I remember being driven around Belgrade on the Saturday afternoon by one of our local organizers, desperately searching for an instrument repair man. But that afternoon there were no instrument repairers available in the Serbian capital.
Like I said earlier, the repertoire I had been developing had been very dependent on the Soprano sax. So now I found myself short of material. I think maybe one of the pieces could be adapted to the alto sax but the rest couldn’t. There was, of course, the option of filling the set out with some jazz standards, but at that time I wasn’t much of a standards player. I taught standards in my evening classes of course, but rarely performed them on my own gigs, and had never played standards with this band. Also, my personal repertoire didn’t really mix well with standards.

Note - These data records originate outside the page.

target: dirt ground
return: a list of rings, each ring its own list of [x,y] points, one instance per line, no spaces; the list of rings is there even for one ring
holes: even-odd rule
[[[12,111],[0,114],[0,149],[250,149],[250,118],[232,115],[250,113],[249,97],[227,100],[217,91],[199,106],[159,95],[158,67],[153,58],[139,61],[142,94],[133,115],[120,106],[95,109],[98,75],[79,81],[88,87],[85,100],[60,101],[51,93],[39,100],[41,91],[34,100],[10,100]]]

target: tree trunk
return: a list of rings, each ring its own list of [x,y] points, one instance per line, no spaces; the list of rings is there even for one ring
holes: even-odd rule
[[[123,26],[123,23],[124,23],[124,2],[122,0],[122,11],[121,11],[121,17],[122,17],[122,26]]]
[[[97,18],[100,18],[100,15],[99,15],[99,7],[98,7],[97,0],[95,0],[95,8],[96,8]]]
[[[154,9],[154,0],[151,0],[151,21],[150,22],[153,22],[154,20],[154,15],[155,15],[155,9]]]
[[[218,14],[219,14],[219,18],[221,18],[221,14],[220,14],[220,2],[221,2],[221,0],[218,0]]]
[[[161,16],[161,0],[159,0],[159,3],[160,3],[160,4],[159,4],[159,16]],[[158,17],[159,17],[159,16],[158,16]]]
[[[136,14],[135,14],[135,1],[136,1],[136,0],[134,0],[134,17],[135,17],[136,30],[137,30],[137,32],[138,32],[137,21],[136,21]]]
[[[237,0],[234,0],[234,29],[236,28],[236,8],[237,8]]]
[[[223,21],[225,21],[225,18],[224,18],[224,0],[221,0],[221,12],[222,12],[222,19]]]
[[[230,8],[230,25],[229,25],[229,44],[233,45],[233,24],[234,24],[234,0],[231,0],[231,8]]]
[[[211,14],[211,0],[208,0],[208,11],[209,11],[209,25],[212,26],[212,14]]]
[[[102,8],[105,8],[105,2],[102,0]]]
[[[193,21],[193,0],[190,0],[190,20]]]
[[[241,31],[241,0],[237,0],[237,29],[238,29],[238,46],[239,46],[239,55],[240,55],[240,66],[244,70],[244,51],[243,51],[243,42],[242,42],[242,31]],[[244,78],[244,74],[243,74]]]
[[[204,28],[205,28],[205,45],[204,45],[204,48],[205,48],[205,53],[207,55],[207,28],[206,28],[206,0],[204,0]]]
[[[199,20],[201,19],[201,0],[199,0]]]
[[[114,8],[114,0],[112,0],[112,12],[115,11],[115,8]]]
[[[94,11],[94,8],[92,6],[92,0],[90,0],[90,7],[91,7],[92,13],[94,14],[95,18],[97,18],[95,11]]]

So, I was tired, slightly disorientated by having to adapt the set, and the instrument I had been relying on most was now unavailable.
Belgrade was a weird gig.
I got the impression we had been stuffed into an already full festival program. Someone had thought, “This band is here, and the Brits are paying for them, so let’s put them somewhere.” They used us as an opening act to what was essentially a jam session. And I seem to recall the organizers of the event were, not exactly hostile, but a little cold, in that we seemed to be holding up their fun.
Miles Davis was playing Belgrade that night and before our performance we were kindly driven to the big hall where he was performing. (I think we saw Miles before we played our gig, but it may have been afterwards.) This was the band with Robben Ford on guitar and Bob Berg on sax. I can remember really enjoying a couple of beautiful solos by Berg, who for some reason was wearing a long leather coat on stage. Ford was a little too rock for my tastes. And Miles? I can remember him playing some chords on a keyboard he had for his personal use on stage, and I can remember them having an almost endless delay that got in the way of the music and…I don’t remember much else because I fell asleep. The hall was full, all the seats were taken, so we were sitting on the floor at the front between the seats and the band- right on front of the band, and I just nodded off. So, I can’t really say if I appreciated the great man or not. The lack of sleep accumulated during the week finally took its toll. We were escorted out before Miles finished his set, as it was time for us to go to work. (I think that’s how it went.)
So, the only time in my life I got to see Miles Davis live, and had a place right up front, really close to the band, I fell asleep. I’m not proud of it, but that’s what happened.
Overall, I think we generally played well during the tour, and I remember having a good feeling about our gigs in Zagreb and Skopje, but also feeling relieved when we finished our set in Belgrade.